Hong Kong will find that an ego-boosting bridge to Macau is no match for a shorter, cheaper and quicker route to Shenzhen's container terminals just up the river.
As workers yesterday dug out the first scoop of the multi-billion dollar bridge between Hong Kong and Macau that is supposed to boost container throughput, China’s central government was busy officially endorsing the death of Hong Kong’s port business.
In the parallel universe inhabited by Hong Kong government officials, the bridge connecting Hong Kong, Macau and the mainland city of Zhuhai will bring countless full containers for export to the port, ensuring double happiness and prosperity for life.
That, as everyone knows, is complete manure, but in Hong Kong the developers really run the show and when it comes to pouring concrete, nothing stands in the way.
Yet even as the first shovel of contaminated mud was drawn from the filthy Pearl River Delta (PRD), Beijing gave its approval for another link between the western PRD and Shenzhen that will connect the fast developing western side of the PRD directly with the container terminals of Shekou, Chiwan and Dachan Bay. Both projects will be completed at the same time, around 2016.

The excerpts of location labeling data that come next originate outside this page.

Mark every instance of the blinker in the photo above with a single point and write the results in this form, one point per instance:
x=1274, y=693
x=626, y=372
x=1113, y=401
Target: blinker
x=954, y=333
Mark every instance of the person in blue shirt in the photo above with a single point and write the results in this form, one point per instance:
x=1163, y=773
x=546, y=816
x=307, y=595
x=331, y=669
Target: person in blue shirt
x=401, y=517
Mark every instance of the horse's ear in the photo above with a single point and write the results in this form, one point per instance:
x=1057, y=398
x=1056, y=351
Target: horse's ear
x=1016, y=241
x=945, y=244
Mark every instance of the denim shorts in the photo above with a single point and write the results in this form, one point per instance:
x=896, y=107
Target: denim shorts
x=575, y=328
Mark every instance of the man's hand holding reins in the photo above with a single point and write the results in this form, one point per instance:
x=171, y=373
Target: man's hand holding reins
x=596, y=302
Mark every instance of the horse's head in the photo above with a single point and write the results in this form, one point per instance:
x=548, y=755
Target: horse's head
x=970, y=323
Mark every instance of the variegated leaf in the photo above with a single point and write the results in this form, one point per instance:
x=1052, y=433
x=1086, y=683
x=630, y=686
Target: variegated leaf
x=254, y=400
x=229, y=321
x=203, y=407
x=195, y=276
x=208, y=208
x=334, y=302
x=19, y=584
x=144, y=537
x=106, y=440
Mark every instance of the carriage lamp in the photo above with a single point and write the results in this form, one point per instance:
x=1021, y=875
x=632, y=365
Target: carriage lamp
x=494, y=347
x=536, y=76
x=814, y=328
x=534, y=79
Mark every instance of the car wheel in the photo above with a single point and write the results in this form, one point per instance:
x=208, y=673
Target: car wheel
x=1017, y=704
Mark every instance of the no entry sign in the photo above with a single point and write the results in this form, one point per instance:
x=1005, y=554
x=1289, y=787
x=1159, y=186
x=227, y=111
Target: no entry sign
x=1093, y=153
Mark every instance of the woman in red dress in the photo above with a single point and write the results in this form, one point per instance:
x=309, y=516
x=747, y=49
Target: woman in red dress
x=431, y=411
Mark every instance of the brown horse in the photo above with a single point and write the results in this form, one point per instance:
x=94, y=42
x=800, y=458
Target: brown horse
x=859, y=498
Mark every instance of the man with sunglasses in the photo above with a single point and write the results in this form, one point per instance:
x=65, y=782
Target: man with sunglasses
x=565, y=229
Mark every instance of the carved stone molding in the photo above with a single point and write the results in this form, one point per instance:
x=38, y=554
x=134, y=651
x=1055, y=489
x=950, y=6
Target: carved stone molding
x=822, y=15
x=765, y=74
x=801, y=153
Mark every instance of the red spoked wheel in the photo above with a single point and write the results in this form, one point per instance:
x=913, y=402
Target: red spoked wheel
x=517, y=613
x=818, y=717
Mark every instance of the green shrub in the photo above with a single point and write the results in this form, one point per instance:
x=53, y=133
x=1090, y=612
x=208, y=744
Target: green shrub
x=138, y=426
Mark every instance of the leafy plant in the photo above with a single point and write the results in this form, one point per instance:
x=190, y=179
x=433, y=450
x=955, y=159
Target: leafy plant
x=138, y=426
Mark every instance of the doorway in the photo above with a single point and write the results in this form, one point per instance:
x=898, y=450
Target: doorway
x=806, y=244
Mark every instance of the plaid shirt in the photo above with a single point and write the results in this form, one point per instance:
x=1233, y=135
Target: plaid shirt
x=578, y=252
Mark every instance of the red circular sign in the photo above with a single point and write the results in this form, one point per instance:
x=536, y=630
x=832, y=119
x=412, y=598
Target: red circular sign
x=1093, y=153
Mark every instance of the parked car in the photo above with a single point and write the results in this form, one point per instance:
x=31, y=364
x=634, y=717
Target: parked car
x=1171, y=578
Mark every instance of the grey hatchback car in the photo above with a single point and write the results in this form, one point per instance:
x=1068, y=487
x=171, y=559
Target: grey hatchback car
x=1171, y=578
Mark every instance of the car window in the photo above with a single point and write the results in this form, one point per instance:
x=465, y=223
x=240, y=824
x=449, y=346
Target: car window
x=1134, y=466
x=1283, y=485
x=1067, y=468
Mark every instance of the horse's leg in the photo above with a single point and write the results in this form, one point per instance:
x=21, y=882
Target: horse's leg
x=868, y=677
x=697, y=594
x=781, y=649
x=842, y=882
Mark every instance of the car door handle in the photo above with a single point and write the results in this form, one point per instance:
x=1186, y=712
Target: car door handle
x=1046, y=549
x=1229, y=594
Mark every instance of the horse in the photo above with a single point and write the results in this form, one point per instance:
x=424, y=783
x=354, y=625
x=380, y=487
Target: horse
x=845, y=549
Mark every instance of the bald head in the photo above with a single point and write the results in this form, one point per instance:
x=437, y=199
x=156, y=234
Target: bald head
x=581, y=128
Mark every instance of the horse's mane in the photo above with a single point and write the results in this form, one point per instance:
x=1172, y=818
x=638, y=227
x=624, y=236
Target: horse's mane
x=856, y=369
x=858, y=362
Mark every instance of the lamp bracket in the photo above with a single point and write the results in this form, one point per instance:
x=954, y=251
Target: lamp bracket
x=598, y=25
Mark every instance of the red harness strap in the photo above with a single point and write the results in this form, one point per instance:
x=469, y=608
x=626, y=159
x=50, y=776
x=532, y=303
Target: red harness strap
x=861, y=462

With Hong Kong’s share of direct exports from the manufacturing areas of Dongguan falling steadily, the government has long clung to the belief that container traffic from factories in the western PRD is the antidote to flagging throughput.
This belief almost certainly sprung from an overwhelming desire to build the HK-Macau bridge whatever the cost (US$10.6 billion, can believe it!), and the forecasts and statistics were all presented in a way to back up the project.
All dissenting voices were ignored. As shippers have told us many times, it is way cheaper and more efficient to barge containers from the western PRD to Hong Kong than it will be to truck them along a 30km bridge with all the toll fees and the double customs points.
But the link between the western PRD and Shenzhen higher up the delta will quickly be filled with an army of trucks hauling containers from the factories in the west directly to the Shenzhen terminals for export. This will see barge traffic to Hong Kong dwindling and hasten the setting of the sun over the city’s once mighty port.
Hong Kong’s port operators will sell their terminals to developers for harbourfront apartments and simply move their offices to the facilities they already operate over the fence in Shenzhen.
And Hong Kong government officials will be left looking around scratching their heads and saying: “Hey, logistics was one of our pillar industries. Where’s it all gone?”